2. The composition according to claim 1, wherein said immune cells comprise an immune T cell, or a hematopoietic stem cell.

3. The composition according to claim 2, wherein said immune T cell is an inflammatory T-cell, a cytotoxic T-cell, a regulatory T-cell, or a helper T-cell; or wherein said hematopoietic stem cell is a TCR negative hematopoietic stem cell.

4. The composition according to claim 1, wherein said cell surface antigen is selected from the group consisting of the genes listed in any of Tables 4 to 14.
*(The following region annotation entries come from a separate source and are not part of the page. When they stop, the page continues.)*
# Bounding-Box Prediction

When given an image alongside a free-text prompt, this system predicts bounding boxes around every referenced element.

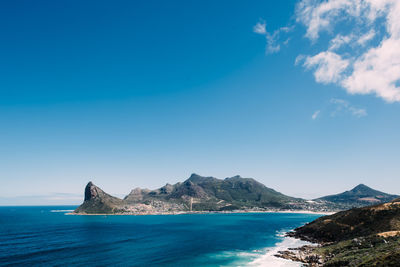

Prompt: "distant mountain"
[315,184,399,209]
[75,174,307,214]
[286,199,400,266]
[75,182,124,213]
[75,174,396,214]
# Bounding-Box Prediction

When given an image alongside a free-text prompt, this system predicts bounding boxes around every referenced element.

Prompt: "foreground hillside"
[315,184,399,210]
[278,199,400,266]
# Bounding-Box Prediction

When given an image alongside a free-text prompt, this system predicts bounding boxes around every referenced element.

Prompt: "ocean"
[0,206,319,267]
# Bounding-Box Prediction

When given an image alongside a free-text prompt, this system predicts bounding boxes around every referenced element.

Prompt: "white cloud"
[296,0,400,102]
[253,21,293,54]
[357,29,376,46]
[330,98,367,118]
[311,110,321,120]
[329,34,354,50]
[304,51,349,83]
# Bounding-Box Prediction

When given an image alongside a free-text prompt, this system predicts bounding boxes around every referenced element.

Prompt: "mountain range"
[75,174,398,214]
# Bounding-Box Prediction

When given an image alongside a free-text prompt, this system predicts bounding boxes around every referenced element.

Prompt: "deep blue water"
[0,206,318,267]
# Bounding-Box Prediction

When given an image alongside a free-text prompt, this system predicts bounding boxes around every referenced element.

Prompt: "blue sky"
[0,0,400,205]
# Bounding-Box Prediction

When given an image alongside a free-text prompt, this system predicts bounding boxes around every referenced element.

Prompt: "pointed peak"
[85,181,102,201]
[351,184,371,191]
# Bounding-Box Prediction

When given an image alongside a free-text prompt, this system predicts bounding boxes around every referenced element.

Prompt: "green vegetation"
[316,184,399,209]
[289,199,400,266]
[315,235,400,267]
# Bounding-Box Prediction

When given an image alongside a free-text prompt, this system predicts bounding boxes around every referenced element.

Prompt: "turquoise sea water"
[0,206,318,267]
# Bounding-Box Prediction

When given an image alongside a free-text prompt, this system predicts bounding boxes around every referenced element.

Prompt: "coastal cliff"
[277,199,400,266]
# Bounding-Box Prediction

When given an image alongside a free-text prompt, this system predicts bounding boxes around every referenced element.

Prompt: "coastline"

5. The composition according to claim 3, wherein said cytoxic T cell is a cytotoxic CD4 T-cell or a cytotoxic CD8 T-cell.

6. The composition according to claim 1, wherein said genetic modification is generated using a rare cutting endonuclease selected from a Meganuclease, a transcription activator-like (TAL)-nuclease, a zing-finger nuclease (ZFN), or an RNA/DNA guided endonuclease.

7. The composition according to claim 2, wherein said immune T cell is further engineered by genetically inactivating at least one gene encoding a component of the T-cell receptor (TCR), and/or affecting expression of a component of the HLA complex.

8-13. (canceled)

14. The composition according to claim 1, wherein said CAR comprises an extracellular binding domain, said extracellular binding domain comprising at least two mAb-specific epitopes specifically recognized by ibritumomab, tiuxetan, muromonab-CD3, tositumomab, abciximab, basiliximab, brentuximab vedotin, cetuximab, infliximab, rituximab, alemtuzumab, bevacizumab, certolizumab pegol, daclizumab, eculizumab, efalizumab, gemtuzumab, natalizumab, omalizumab, palivizumab, ranibizumab, tocilizumab, trastuzumab, vedolizumab, adalimumab, belimumab, canakinumab, denosumab, golimumab, ipilimumab, ofatumumab, panitumumab, QBEND-10 and ustekinumab.

15-21. (canceled)

22. The composition according to claim 1, wherein said cell surface antigen is CD70, and wherein the therapeutic antibody is selected from the group consisting of Vorsetuzumab, Vorsetuzumab mafodotin, SGN CD70A, MDX 1203, and ARGX 110.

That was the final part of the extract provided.